A historical overview has been provided earlier.

In addition, unlike a number of countries in the region the relationship between customary law and common law in Fiji is not clear. This needs some attention as the policy making powers of traditional leaders in their respective jurisdictions needs to be clarified. A recent example of how the two systems have conflicted is the turtle harvest for a national conference of a major Christian denomination.

Under Fiji’s fisheries legislation there is a moratorium in place on the harvest of turtles and their eggs. The province hosting the national conference, as is normal practice, made sure that conference participants from other parts of Fiji were given the best hospitality. The traditional leaders supported the harvest of turtles for a feast. Traditionally turtle meat is considered a chiefly delicacy. When the situation was exposed in the media, the fisheries interim minister stated that there was a “communication break-down” and implied that the ministry had been in the wrong.
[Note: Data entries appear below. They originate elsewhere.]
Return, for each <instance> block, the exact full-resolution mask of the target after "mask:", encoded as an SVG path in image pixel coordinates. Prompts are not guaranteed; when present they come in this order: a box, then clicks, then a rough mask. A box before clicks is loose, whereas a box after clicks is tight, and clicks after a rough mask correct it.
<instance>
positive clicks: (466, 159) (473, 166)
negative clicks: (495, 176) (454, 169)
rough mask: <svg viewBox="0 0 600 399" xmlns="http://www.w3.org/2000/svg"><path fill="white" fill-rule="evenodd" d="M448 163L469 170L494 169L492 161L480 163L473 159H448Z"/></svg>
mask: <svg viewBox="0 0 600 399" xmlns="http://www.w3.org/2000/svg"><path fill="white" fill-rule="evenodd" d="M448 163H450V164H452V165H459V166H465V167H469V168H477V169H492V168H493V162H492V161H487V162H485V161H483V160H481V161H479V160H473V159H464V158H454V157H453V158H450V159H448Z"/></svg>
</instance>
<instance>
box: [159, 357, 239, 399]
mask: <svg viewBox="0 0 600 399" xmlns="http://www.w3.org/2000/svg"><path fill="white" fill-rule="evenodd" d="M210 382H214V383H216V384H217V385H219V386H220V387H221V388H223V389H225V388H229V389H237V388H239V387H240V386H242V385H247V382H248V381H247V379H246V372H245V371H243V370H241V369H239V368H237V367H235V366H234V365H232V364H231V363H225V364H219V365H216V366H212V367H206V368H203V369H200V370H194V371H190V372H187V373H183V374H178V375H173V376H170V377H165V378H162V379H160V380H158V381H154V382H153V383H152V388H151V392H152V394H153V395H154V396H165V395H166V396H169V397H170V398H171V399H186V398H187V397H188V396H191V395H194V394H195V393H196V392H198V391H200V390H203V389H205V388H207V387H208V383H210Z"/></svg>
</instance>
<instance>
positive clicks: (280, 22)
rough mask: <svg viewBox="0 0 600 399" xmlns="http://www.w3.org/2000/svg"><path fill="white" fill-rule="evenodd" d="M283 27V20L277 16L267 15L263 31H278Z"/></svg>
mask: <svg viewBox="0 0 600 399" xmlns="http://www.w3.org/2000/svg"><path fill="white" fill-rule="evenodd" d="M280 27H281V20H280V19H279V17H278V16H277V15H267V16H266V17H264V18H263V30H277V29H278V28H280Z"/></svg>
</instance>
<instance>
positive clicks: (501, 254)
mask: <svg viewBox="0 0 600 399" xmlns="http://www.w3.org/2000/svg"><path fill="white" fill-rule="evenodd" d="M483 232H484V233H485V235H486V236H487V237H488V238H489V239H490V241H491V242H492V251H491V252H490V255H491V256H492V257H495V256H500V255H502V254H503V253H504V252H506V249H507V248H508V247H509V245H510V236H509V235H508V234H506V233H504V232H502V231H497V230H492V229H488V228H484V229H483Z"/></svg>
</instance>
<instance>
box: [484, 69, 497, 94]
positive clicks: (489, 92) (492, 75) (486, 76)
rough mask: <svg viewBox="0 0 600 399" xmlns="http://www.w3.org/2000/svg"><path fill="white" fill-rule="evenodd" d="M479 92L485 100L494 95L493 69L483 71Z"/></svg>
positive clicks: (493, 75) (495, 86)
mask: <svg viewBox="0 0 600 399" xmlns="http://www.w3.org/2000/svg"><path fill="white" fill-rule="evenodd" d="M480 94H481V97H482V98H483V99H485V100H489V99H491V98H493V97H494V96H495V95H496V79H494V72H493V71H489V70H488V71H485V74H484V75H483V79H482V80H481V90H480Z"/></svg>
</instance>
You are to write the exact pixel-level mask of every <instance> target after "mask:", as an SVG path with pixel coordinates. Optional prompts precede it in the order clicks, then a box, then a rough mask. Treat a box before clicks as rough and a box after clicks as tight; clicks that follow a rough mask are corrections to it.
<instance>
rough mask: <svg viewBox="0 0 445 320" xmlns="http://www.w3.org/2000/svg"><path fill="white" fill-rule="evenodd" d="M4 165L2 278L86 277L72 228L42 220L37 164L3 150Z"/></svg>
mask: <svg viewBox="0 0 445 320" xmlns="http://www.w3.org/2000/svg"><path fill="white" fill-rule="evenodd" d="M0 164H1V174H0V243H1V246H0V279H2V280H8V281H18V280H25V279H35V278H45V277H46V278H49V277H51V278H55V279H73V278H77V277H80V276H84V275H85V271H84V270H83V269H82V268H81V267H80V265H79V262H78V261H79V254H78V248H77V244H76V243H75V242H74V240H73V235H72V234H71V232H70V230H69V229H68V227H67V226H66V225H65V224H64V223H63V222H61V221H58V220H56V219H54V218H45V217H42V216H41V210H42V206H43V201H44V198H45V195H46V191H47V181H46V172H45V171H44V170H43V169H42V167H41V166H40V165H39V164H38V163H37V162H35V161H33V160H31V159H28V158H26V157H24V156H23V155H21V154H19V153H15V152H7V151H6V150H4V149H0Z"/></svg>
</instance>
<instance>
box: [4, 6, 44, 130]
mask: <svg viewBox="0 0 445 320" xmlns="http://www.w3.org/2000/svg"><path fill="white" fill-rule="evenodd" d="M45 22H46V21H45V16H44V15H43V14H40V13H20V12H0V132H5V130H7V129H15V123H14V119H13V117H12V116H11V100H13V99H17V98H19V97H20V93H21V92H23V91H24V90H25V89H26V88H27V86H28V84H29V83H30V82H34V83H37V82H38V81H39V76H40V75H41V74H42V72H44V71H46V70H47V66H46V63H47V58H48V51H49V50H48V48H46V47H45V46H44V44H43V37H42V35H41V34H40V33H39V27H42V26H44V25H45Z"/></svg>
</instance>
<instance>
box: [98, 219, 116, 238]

The situation highlights potential conflicts between traditional rules and legislation. In this case, the actions of traditional authorities prevailed as there were no sanctions placed.

Palau:

Palau is governed by three branches: the Executive; a Legislature; and the Judiciary. In addition, the President is advised by a council of traditional chiefs on matters concerning traditional laws, customs and their relationship to this Constitution and the laws of Palau.

The Executive consists of the President, Vice President, and eight Ministers appointed by the President with the advice and consent of the Senate. The eight ministries are: Commerce and Trade; Community and Cultural Affairs; Education; Finance; Health; Justice; Resources and Development; and State. The Constitution prohibits an individual from serving in the Cabinet and in the Legislature or Olbiil Era Kelulau at the same time.

The Legislature consists of a Senate with nine members and a House of Delegates with sixteen members, one representing each State. Article IX.5 of the Constitution provides that the Olbiil Era Kelulau shall have, among other powers, the power to regulate “the ownership, exploration and exploitation of natural resources”, the power to delegate any power to the States, and the power to enact any laws which necessary and proper for exercising these powers and all other inherent powers vested by this Constitution in the government of Palau.

The national government is responsible and is mandated to take ‘positive action’under Article VI of the constitution for the attainment of national objectives and the implementation of national policies relating to, “conservation of a beautiful, healthful and resourceful natural environment; promotion of the national economy; protection of the safety and security of persons and property; promotion of the health and social welfare of the citizens through the provision of free or subsidized health care; and provision of public education for citizens which shall be free and compulsory as prescribed by law”. The President is the chief executive of the national government.

Major government powers including but not limited to defense, security, or foreign affairs may be delegated by treaty, compact, or other agreement between the sovereign Republic of Palau and another sovereign nation or international organization, provided such treaty, compact or agreement shall be approved by not less than two-thirds (2/3) of the members of each house of the Olbiil Era Kelulau and by a majority of the votes cast in a nationwide referendum conducted for such purpose, provided, that any such agreement which authorizes use, testing, storage or disposal of nuclear, toxic chemical, gas or biological weapons intended for use in warfare shall require approval of not less than three-fourths (3/4) of the votes cast in such referendum.